Amendment of Governing Documents. Under the Delaware General Corporation Law, a corporation’s governing documents may be amended with the approval of a majority of the outstanding shares entitled to vote, unless the certificate of incorporation provides otherwise. Under the Companies Act and our Memorandum and Articles of Association, our Memorandum and Articles of Association may only be amended by a special resolution of our shareholders.
Rights of Non-resident or Foreign Shareholders. There are no limitations imposed by our Memorandum and Articles of Association on the rights of non-resident or foreign shareholders to hold or exercise voting rights on our shares. In addition, there are no provisions in our Memorandum and Articles of Association that require our company to disclose shareholder ownership above any particular ownership threshold.
History of Securities Issuances
The following is a summary of our securities issuances in the past three years.
Ordinary Shares
On December 31, 2020, we issued 727,676 ordinary shares to the optionees for the options exercised. Specifically, we issued: (i) 367,515 ordinary shares to Yu-Hsin Lin, our Founder, Chief Executive Officer and Chairman of the Board of Directors; (ii) 257,260 ordinary shares to Hao-Yuan Chuang, our Chief Financial Officer; (iii) 36,751 ordinary shares to Hung-Wei Chen; (iv) 22,050 ordinary shares to Wan-Shan Chen; (v) 22,050 ordinary shares to Ming-Chiu Wu; and (vi) 22,050 ordinary shares to Yun-Ju Huang, in their exercise of options granted.

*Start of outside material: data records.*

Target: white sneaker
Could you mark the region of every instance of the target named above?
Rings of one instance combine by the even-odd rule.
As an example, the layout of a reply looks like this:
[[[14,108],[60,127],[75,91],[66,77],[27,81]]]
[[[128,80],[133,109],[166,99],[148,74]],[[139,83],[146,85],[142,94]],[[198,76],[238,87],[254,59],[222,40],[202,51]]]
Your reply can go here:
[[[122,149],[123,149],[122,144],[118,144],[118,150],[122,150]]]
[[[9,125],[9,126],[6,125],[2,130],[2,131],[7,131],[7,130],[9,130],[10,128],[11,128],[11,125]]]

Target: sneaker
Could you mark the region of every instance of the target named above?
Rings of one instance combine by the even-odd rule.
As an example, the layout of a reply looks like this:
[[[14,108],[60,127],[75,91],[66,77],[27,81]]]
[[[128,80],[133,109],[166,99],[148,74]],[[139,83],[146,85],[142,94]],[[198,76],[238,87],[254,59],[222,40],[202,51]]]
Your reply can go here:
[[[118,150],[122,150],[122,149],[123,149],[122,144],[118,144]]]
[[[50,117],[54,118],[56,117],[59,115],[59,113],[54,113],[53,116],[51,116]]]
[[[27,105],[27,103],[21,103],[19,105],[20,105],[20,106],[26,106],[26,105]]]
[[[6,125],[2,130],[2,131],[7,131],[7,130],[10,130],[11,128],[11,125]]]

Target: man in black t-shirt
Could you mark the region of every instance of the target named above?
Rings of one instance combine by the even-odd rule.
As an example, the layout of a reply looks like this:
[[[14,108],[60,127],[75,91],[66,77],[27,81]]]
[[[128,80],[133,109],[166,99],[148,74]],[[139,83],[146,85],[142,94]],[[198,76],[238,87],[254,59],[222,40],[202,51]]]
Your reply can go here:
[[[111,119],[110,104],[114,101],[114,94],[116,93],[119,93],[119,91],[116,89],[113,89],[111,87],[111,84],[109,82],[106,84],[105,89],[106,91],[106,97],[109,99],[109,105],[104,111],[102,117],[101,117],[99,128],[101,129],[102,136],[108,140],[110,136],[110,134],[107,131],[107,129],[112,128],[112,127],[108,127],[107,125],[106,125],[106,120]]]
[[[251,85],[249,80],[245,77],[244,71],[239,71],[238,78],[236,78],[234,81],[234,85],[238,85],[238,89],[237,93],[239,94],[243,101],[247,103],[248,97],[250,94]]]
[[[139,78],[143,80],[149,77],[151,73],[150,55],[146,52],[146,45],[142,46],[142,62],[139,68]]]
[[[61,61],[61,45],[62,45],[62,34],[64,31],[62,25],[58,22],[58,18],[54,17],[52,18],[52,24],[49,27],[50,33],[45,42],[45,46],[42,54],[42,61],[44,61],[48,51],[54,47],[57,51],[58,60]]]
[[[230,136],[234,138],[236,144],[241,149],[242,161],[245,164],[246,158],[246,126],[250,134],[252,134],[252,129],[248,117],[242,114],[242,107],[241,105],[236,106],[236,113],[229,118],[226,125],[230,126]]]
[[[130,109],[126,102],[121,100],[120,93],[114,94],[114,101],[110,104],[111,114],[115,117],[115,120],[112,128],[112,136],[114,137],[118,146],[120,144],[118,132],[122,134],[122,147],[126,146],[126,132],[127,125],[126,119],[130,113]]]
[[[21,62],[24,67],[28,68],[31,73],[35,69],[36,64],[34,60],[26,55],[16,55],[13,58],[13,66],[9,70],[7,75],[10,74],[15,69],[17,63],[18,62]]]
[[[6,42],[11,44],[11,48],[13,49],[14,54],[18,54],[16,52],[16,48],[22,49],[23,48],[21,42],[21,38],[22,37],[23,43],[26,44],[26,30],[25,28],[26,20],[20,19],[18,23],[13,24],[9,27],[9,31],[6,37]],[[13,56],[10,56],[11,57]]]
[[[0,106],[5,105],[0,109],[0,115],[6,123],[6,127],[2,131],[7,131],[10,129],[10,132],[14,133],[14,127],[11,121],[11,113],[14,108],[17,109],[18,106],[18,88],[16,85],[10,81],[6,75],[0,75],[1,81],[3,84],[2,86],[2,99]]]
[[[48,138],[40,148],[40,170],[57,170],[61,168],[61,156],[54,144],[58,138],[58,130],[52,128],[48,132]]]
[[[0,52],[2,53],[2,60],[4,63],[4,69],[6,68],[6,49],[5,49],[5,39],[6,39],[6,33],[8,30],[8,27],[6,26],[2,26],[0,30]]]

On December 31, 2021, we issued 706,406 ordinary shares to the optionees for the options exercised. Specifically, we issued: (i) 364,213 ordinary shares to Yu-Hsin Lin, our Founder, Chief Executive Officer and Chairman of the Board of Directors; (ii) 254,950 ordinary shares to Hao-Yuan Chuang, our Chief Financial Officer; (iii) 21,684 ordinary shares to Hung-Wei Chen; (iv) 23,463 ordinary shares to Wan-Shan Chen; (v) 20,243 ordinary shares to Ming-Chiu Wu; and (vi) 21,853 ordinary shares to Yun-Ju Huang, in their exercise of options granted.
In April 2022, we completed our IPO on the Nasdaq Capital Market pursuant to which we issued 6,000,000 ADSs, representing 6,000,000 ordinary shares, at $6.00 per share for gross proceeds of $36.0 million. On May 20, 2022, the underwriter partially exercised its over-allotment option to purchase 772,091 ADS, resulting in additional net proceeds of $4.3 million.
In connection with our IPO, we adopted the 2022 Performance Incentive Plan, to provide additional incentives to selected employees, directors and consultants, and to enable our company to obtain and retain the services of these individuals. The 2022 Performance Incentive Plan enables us to grant share options, share appreciation rights and other awards to our employees, directors and consultants. The initial aggregate amount of ordinary shares that may be issued under the 2022 Performance Incentive Plan is 1,748,667, provided that the shares reserved under the 2022 Performance Incentive Plan shall automatically increase on the first trading day in January of each calendar year during the term of the 2022 Performance Incentive Plan, commencing in January 2023, by an amount equal to (i) four percent (4%) of the total number of ordinary shares issued and outstanding on December 31 of the immediately preceding calendar year or (ii) such lesser number of ordinary shares as may be established by our Board of Directors. As of April 28, 2023, there were 1,090,123 shares remaining available for grant.
As of April 28, 2023, there were 1,638,667 options outstanding under the 2022 Performance Incentive Plan, with a weighted average exercise price of $6.00, of which 350,466 shares were vested.
Preferred Shares
On December 24, 2020, we closed a private placement transaction pursuant to which we sold an aggregate of 5,443,272 Series B Preferred Shares for an aggregate consideration of $23,000,000 in cash.
All of our preferred shares were automatically converted into ordinary shares immediately prior to the completion of our IPO.